Mar 13, 2007

Mobile Phone: The New Way to Pay?

I have been reading a paper from the Federal Reserve Bank of Boston, titled “Mobile Phone: The New Way to Pay?” It provides a good general overview of mobile payments. There are a few things that I would have liked to see in more depth, and several assumptions which need to be looked at more critically. All in all though, it's a good introduction to the subject.

One area that deserves a more critical outlook is the assumption that mobile payments are already very common in other parts of the world:

“In some areas of the world, particularly Asia, mobile payments are prevalent. Japan’s NTT DoCoMo, for example, implemented the largest and most sophisticated wireless system in the world. Introduced in July 2004, the company’s service, known as FeliCa, sold five million wallet phones in its first year. The phone can be used to pay for goods in retail stores, to buy items from vending machines, and to pay for transit fares after January 2006. Technology-friendly consumers in Singapore and Malaysia can use one service, TeleMoney, to pay for transit fares, top off their prepaid wireless phones, buy concert tickets, and make retail Purchases.”


Unfortunately, these types of claims rarely include figures on actual transactions performed with mobile phones.
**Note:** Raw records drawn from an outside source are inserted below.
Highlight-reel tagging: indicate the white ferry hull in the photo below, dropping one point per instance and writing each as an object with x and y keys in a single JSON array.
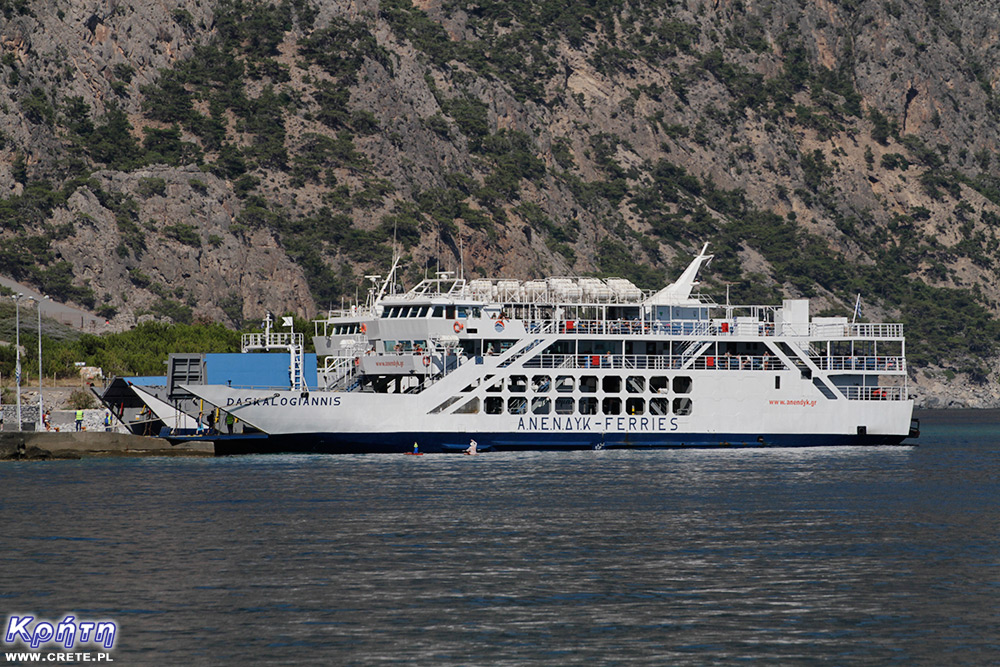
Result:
[
  {"x": 343, "y": 422},
  {"x": 585, "y": 364}
]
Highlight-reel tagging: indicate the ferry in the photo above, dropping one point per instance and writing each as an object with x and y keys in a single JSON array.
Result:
[{"x": 576, "y": 363}]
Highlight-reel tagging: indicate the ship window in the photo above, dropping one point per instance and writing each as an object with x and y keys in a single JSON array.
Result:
[
  {"x": 541, "y": 384},
  {"x": 659, "y": 406},
  {"x": 517, "y": 405},
  {"x": 564, "y": 383},
  {"x": 635, "y": 384},
  {"x": 682, "y": 406}
]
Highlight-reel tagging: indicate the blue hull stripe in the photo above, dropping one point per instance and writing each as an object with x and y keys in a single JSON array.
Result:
[{"x": 357, "y": 443}]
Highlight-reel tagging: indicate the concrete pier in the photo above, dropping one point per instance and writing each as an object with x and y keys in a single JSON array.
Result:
[{"x": 27, "y": 445}]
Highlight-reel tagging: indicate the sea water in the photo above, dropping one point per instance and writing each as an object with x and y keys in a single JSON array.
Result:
[{"x": 847, "y": 555}]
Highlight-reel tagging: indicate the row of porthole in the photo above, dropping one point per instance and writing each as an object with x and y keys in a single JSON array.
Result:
[
  {"x": 588, "y": 405},
  {"x": 588, "y": 384}
]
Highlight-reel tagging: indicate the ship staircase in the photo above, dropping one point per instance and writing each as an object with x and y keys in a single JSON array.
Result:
[
  {"x": 809, "y": 370},
  {"x": 693, "y": 351},
  {"x": 339, "y": 374},
  {"x": 292, "y": 342},
  {"x": 517, "y": 353}
]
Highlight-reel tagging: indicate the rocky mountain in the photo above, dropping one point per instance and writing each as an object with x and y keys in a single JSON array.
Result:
[{"x": 213, "y": 159}]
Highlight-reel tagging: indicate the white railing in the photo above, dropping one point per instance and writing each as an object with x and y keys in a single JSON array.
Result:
[
  {"x": 877, "y": 364},
  {"x": 874, "y": 393},
  {"x": 260, "y": 341},
  {"x": 654, "y": 362},
  {"x": 716, "y": 328}
]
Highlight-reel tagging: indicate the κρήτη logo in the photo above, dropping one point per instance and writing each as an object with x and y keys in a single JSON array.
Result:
[{"x": 68, "y": 632}]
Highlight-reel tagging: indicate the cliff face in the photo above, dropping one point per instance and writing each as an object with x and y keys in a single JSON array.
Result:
[{"x": 217, "y": 159}]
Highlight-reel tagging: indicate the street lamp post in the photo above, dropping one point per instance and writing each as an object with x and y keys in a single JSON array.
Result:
[
  {"x": 41, "y": 419},
  {"x": 17, "y": 351}
]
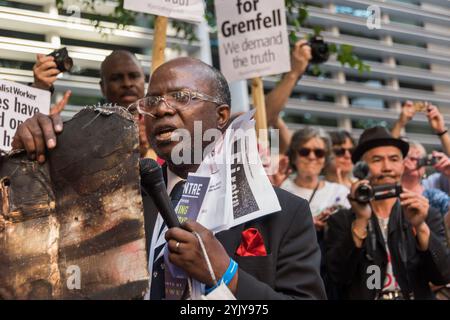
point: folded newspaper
(237, 187)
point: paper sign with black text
(188, 10)
(19, 102)
(253, 40)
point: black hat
(377, 137)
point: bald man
(122, 79)
(286, 262)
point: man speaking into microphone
(286, 262)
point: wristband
(227, 276)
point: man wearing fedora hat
(391, 248)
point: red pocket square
(252, 244)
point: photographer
(435, 119)
(390, 248)
(415, 164)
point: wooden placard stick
(260, 116)
(159, 41)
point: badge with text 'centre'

I haven't actually seen anybody in Asia use their phone to pay. I have seen RFID readers in taxi cabs in some places (Korea comes to mind) but when I asked the cab driver how often people use their mobile phone to pay, he told me that he had only had a few transactions over the past year. I didn't check, but maybe Korean cabs add a surcharge like they do in Singapore, which would kill any desire a customer might have to pay with a mobile phone.

An important section in the document is titled Challenges to the Adoption of Mobile Payments, and examines all kinds of barriers, with a special emphasis on the infrastructure players, wireless carriers, financial institutions, card associations, mobile handset manufacturers. A much smaller part addresses merchants acceptance, and concludes essentially that since contactless is already successful, merchants automatically have what it takes to accept mobile payments. Unfortunately, the paper doesn't address the challenge of interchange. The most disturbing part of the document is the very small section which looks at challenges related to consumer adoption.

“Perhaps more research needs to be conducted to determine the ‘compelling’ reasons why a consumer would want or need to substitute mobile payments for traditional or other electronic payment methods.”


But that’s the key to the whole thing! It's unfortunate to see the consumer value proposition treated pretty much as an afterthought.